Handling Phone Numbers: Best Practices for Developers

Handling Phone Numbers

When building real-time and telephony communication applications, you will inevitably need to store phone numbers. Whether it’s input you get from FreeSWITCH, Asterisk, or via an API like Tropo or Twilio, phone numbers can be tricky to handle, parse, verify, store, and display in your application.

Why Are Phone Numbers So Hard?

Phone numbers are very difficult to verify as their format can be dramatically different for various countries. Length, allowed starting numbers, reserved blocks, short codes and more make it very difficult to parse and verify a number is valid. When you receive a phone number input, does the number include the country code, an international dialing prefix, a national dialing prefix, an extension number, a special code like 411 or 911, or a special carrier command like *69 or 1157.

Just displaying phone numbers from around the world can be tricky as the groupings of numbers is different, such as in the US: (213) 555-1234 or the UK: (0)20 1234 5678. In addition, some countries have multiple formats! In Spain you can write a number like: 123 456 789 or 123 45 67 89.

Even the “country code” is mislabeled as 20 countries around North America share the same country code (thanks to the North American Numbering Plan.
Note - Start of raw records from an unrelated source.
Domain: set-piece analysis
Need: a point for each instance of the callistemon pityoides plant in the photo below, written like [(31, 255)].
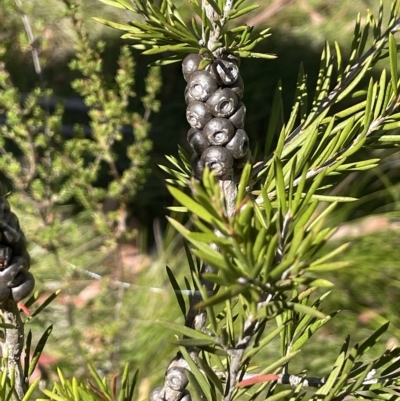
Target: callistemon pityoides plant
[(216, 115)]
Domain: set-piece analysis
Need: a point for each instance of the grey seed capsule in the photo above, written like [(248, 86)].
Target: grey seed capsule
[(197, 114), (238, 87), (232, 58), (190, 64), (24, 289), (226, 72), (223, 102), (239, 144), (197, 165), (201, 85), (176, 378), (188, 97), (197, 140), (154, 394), (219, 131), (218, 159), (239, 164), (237, 118)]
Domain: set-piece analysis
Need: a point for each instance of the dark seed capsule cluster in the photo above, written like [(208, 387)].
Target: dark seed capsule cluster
[(15, 279), (216, 115)]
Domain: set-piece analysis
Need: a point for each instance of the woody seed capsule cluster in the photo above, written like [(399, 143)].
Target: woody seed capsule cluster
[(216, 115), (16, 281)]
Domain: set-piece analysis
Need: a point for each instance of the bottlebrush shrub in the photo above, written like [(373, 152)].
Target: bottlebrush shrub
[(255, 243), (256, 235)]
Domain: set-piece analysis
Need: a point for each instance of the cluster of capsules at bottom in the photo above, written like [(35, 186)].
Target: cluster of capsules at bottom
[(216, 115), (16, 282)]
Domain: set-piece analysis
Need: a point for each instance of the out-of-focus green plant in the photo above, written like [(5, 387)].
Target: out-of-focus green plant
[(265, 258), (73, 190)]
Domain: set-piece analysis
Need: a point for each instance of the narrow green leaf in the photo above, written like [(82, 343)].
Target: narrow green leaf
[(326, 267), (308, 310), (116, 25), (177, 290), (215, 6), (45, 303), (210, 374), (186, 331), (235, 14), (393, 63), (191, 204), (32, 387), (38, 350)]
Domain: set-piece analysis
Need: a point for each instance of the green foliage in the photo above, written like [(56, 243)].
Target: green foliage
[(269, 260), (269, 256), (71, 390), (164, 29)]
How are we supposed to handle, verify, query, and work with this diverse pool of numbers that conforms to very few rules?

The E.164 Standard Format

You’ve probably run into a similar issue when working with date and timezones in your career as a developer. Date input can be just as varied as the phone number system and timezones add a unique wrinkle when outputing and comparing dates. This has (arguably) been solved with a standardized format ISO 8601, which unambiguously organizes dates and times with all the necessary localization information in a easily human readable and machine parseable format.

E.164 does that for phone numbers. It defines a simple format for unambiguously storing phone numbers in an easily readable string. The string starts with a + sign, followed by the country code and the “subscriber” number which is the phone number without any context prefixes such as local dialing codes, international dialing codes or formatting.

Numbers stored as E.164 can easily be parsed, formatted and displayed in the appropriate context… since the context of a phone number can greatly affect its format. So, with a UK number stored as +442012345678 we can easily display it in the appropriate format for the various contexts:

  • +44 20 1234 5678 – UK International format
  • 011 44 20 1234 5678 – Dialing from US to UK: note the + is replaced with the NANPA-standard international dialing prefix, 011, but this will vary by country
  • (0)20 1234 4567 – UK National format
  • 020 1234 5678 – Dialing locally within the UK

E.164 stores the important parts of the phone number that never change in an easily parseable string that allows us to then format the number depending on the context which we are displaying it.

Now that you want to store your numbers as E.164, how do you parse and format them in your application?

Google’s libphonenumber

There are lots of libraries out there that parse and format numbers into E.164, but I think that Google’s open source libphonenumber is the best. Google’s experience with international number support on their Android platform exposes them to more complete and accurate list of phone numbers around the globe.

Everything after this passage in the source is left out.